Which is not only bad for you, because you can't just look at the code you painstakingly have to reproduce the bug when you are charged with fixing it, it will frustrate your customer, which will pretty much eliminate any chance of you getting a follow up contract. Even if nothing goes wrong. You have to maintain these things, even when you moved on to other frameworks and other stuff. Ever had a project you really hated and wished people stopped using, but they were to cheap to switch or it was too much of a hassle for them. You did this work for cheap, you can't really raise the price because they will be pissed at you - see no more money from them and their (business) friends, which is most likely how you get jobs as a freelancer - so you have to spend time fixing shit you would rather just throw away.

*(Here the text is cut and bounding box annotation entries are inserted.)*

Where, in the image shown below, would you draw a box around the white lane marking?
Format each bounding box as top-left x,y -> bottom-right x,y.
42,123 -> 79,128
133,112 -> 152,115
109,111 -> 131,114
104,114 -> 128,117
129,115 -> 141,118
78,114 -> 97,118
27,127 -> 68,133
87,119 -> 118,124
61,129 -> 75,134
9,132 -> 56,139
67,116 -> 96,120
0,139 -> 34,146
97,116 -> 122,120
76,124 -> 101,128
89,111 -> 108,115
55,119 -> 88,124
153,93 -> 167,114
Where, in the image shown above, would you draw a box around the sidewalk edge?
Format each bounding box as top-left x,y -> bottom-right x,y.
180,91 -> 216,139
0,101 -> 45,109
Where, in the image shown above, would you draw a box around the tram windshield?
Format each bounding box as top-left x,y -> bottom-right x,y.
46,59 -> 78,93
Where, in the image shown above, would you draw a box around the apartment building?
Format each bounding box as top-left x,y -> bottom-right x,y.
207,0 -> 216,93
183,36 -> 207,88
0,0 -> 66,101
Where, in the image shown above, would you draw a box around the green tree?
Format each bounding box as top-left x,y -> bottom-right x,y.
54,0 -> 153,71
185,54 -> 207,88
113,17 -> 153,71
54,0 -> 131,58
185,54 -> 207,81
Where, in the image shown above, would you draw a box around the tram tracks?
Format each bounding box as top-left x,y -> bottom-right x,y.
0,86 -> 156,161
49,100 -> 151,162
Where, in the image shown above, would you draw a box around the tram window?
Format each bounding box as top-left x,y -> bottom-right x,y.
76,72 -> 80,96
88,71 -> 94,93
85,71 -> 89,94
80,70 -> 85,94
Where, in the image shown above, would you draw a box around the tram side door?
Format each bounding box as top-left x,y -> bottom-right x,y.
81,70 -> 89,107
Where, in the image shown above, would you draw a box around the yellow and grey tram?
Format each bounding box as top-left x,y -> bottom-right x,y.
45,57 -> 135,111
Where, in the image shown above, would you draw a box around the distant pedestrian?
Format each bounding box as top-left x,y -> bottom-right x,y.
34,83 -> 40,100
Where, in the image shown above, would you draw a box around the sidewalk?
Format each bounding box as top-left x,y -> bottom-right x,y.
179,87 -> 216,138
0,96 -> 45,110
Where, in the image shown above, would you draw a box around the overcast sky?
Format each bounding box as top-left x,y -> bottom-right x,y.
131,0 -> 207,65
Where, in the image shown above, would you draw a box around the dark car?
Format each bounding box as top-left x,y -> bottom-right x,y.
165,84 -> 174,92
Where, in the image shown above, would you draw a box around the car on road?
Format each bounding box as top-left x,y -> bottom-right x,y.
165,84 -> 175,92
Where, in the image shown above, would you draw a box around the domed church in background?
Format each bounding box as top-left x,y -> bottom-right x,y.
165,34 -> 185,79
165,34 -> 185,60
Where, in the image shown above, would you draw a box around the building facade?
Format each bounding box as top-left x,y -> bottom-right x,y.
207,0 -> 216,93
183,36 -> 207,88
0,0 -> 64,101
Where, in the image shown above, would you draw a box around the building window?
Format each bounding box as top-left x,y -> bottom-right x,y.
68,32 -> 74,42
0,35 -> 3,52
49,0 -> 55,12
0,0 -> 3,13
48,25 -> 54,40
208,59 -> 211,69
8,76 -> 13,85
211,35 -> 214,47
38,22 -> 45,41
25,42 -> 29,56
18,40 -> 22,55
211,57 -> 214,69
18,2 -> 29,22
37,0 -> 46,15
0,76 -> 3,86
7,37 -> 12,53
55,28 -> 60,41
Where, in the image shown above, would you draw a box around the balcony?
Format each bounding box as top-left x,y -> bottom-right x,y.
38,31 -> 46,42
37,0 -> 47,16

The only way to get out from it, is going 'hey I'm busy, but I know someone'. Oh wait they can't fix it, because they can't access the source. Other points to consider: What if you lose the unencrypted source (backups crash)? That business might be angry (as in sue you) if they can't modify or add stuff. As already mentioned, the safest bet if you don't want them to get the code and fuck things up, is host it yourself.
If that's not an option and you develop an on-premise product for them, it's theirs. Be professional, deliver good work and they will keep giving you money instead of messing with it and even refer you to their friends. As a freelancer you should probably approach your projects with the current devops mentality: cattle, not pets. I have been freelancing for the past 7 years, with over 150 clients now, and I NEVER had to obfuscate my code. If your client pays for it, they should own the copyright unless you agree otherwise.
If some parts of your code is reusable, I'd rather make it a library and open source it. Then, add that library as a dependency.
Even if you manage to obfuscate, it is pointless because this is PHP we are talking about. SaaS is a better approach. You can automate most of the server provisioning, monitoring, scaling, etc now.
Running a service is not that hard, and you'll have a steady income stream after that. Your client is paying you to write their software. If they want to go in and tinker with something they've purchased, they're perfectly welcome to do that. You're also perfectly welcome to charge them extra (1.5x your normal rate is a good start) to unfuck everything if they take it upon themselves to start changing code around. You're not giving yourself job security by obfuscating the codebase. You're just making it unnecessarily hard on everyone - including yourself - to maintain it.